1. 調査研究の概要
1. 調査研究の背景と目的
我が国の中小造船業の経営環境は、景気の低迷による新造船需要の落ちこみと価格の低迷等により厳しい状況が続いている。兵庫県の中小造船業においても同様の状況であるが、これに加えて零細規模の事業者が比較的多いという特性があるため「経営基盤が脆弱で設備規模も小さい」、「施設・設備の近代化や技術力の向上がむずかしい」、「労働者の高齢化が進んでいる」といった構造的な問題も抱えている。
兵庫県の中小造船業がこれらの問題点を克服し、今後も事業を維持、発展させるためには、海運造船合理化審議会意見書に指摘されているように、「地域の特性を生かした高度化の推進」、「舶用工業との協力関係の強化」等が必要である。そのためには、今後の経営環境の変化に対応するための指針(経営ビジョン)が必要と考えられる。

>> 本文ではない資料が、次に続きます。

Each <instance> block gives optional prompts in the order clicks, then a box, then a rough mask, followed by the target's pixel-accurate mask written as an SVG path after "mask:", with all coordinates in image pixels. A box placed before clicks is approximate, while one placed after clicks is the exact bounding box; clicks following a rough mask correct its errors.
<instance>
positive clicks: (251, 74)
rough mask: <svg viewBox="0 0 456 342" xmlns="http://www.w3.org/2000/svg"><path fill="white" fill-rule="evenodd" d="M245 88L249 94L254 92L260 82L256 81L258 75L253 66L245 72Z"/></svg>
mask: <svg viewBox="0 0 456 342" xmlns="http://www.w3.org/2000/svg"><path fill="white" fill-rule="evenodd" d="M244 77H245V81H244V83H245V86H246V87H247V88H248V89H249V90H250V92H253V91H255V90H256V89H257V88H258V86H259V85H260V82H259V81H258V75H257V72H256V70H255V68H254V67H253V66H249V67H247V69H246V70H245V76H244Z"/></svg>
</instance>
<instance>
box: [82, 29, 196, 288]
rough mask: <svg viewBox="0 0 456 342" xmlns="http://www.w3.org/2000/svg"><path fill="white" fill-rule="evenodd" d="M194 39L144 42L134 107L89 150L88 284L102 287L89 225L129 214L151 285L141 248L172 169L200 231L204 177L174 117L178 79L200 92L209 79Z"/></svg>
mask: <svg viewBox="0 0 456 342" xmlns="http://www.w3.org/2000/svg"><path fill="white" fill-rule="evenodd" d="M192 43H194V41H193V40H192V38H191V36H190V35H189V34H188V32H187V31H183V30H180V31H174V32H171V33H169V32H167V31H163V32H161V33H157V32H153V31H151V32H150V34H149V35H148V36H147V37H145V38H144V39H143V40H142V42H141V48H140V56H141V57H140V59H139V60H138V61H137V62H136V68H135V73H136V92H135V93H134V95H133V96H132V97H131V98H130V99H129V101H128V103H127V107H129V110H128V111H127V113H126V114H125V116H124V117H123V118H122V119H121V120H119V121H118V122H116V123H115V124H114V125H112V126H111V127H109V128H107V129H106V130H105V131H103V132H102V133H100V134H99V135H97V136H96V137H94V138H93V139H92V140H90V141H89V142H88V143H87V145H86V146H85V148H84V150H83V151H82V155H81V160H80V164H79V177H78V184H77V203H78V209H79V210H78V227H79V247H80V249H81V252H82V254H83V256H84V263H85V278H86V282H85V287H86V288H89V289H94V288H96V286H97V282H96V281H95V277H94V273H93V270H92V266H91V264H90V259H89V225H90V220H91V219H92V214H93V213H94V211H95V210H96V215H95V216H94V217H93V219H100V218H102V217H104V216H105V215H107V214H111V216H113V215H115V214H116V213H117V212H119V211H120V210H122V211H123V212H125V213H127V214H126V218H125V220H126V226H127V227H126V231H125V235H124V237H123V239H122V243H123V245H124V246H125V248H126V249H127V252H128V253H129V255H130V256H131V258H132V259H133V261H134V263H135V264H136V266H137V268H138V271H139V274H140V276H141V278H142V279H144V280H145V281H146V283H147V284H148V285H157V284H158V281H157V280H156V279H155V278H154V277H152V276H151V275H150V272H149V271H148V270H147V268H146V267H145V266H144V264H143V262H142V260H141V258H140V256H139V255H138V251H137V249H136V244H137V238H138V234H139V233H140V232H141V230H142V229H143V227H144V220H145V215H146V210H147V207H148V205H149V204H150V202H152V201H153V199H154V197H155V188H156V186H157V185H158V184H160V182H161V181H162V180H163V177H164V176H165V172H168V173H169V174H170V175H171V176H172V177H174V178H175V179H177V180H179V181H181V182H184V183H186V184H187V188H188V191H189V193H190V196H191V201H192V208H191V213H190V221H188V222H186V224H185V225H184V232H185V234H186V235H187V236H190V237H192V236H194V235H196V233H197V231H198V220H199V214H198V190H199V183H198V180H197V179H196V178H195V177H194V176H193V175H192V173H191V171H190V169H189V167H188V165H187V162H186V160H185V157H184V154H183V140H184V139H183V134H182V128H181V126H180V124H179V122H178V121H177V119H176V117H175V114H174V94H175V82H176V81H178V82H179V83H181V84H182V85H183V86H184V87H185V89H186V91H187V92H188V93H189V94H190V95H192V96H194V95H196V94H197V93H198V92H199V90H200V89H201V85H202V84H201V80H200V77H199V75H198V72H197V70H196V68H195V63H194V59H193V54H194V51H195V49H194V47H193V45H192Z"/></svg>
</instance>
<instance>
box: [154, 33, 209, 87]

そこで、(財)日本小型船舶工業会は、兵庫県に立地する中小造船業の中長期的な展望とそのあるべき姿を示す「中小造船業のビジョン」の策定を目的とする調査研究を実施することとした。具体的には下図のフローに示すとおり兵庫県における中小造船業とそれに密接に関係する舶用工業の現状をアンケート及びヒアリング調査等により把握するとともに、中小造船業を取りまく社会経済環境等の変化を把握し、地域の特性を生かした中小造船業のビジョン策定を行うものである。
2. ビジョンの目標年次
ビジョンの目標年次は、2005年とする。
3. 調査研究の進め方
本調査研究を進めるにあたり、学識経験者、経済界、造船・舶用工業事業者、各種業界団体及び関係行政機関からなる調査研究委員会(委員長 野本謙作 大阪大学名誉教授)を設け調査研究の基本的な方向づけを行うとともに、同委員会の下部組織として小委員会(委員長 細田龍介 大阪府立大学教授)を設け、作業実務を行った。